Jo Morfee, director at Liverpool Girl Geeks, says: "It is essential that we attract and retain diverse workforces within the tech sector. If we do not, we will design and develop technology which is not fit for purpose.
"In Susan [Fowler]'s case, the more she reported the sexism that she was experiencing from her line manager, the more tenuous her position became. It seemed to negatively impact on the opportunities she was offered at Uber and she personally suffered as a result. Yet this does not need to be the case."
Many problems in this area are a direct result of company culture, which affects the behaviour of some male employees as well as how they react once a complaint has been made.
Cathy White, founder and director of CEW Communications and director of GeekGirl Meetup UK, says: "One of the biggest problems we have is the negativity that surrounds the victim who is willing to speak out or call out something bad that has happened to them in this industry.
"The fear is that they themselves will be judged, if they're a female developer will it become harder to get hired elsewhere? As a female founder, will I struggle to get meetings with investors for outing another VC's behaviour? This highlights one of the worst things in our industry - why do we feel we will be judged as the victim?"
Siobhan, who worked in marketing at an app development company in Manchester, told IT Pro that her company continued to foster what she dubbed a "'lad's club' working environment" even after her superior was fired for first sexually assaulting her, then breaking a window at her mother's house after she reported his behaviour to HR. Following her ordeal, she was dismissed two weeks after reporting sexist language used by the company's CEO.
"We really need to examine the culture of our organisations very closely," Morfee continues. "Taking a long hard look at your organisation can be painful, but ultimately the best thing to do is ask those minority groups to tell you honestly what their reality is."
What's the reality?
The advice for employees on Gov.uk recommends that those who believe they have been subject to discrimination at work complain directly to the person or organisation in question, organise mediation or alternative dispute resolution with a third party, or make a claim in a court of tribunal. Citizens Advice also recommends keeping a record of incidents to use as evidence at a later date if needed.
But managers and executives must do more. Despite Pao risking everything to shed light on her treatment at Kleiner Perkins, she still lost her case.
White adds: "One of the biggest things that should be changed is how we react to women (or anyone) who have been victimised. We should not judge, we should support. They are never to blame. If we become much more open to hearing these stories, whether that is peer-to-peer, on social media or in the news, we empower those who are brave enough to speak up."

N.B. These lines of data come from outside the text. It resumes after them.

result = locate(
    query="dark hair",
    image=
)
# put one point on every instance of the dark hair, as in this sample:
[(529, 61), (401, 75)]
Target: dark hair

It's way past time for the tech industry to start learning from its mistakes. The odd lawsuit against specific businesses or employees is one thing, but a widespread toxic culture of sexism and discrimination is another entirely. There's a skills gap in tech that can be filled with highly trained, highly capable women should they feel welcome and appreciated.
The most tragic aspect is that the answer is seemingly obvious - if women are listened to when they first make a complaint, and they feel safe and secure in doing so, then a huge number of cases need not be escalated. Things need to change, and it shouldn't be up to the victims to change them.
Some names have been changed to protect privacy.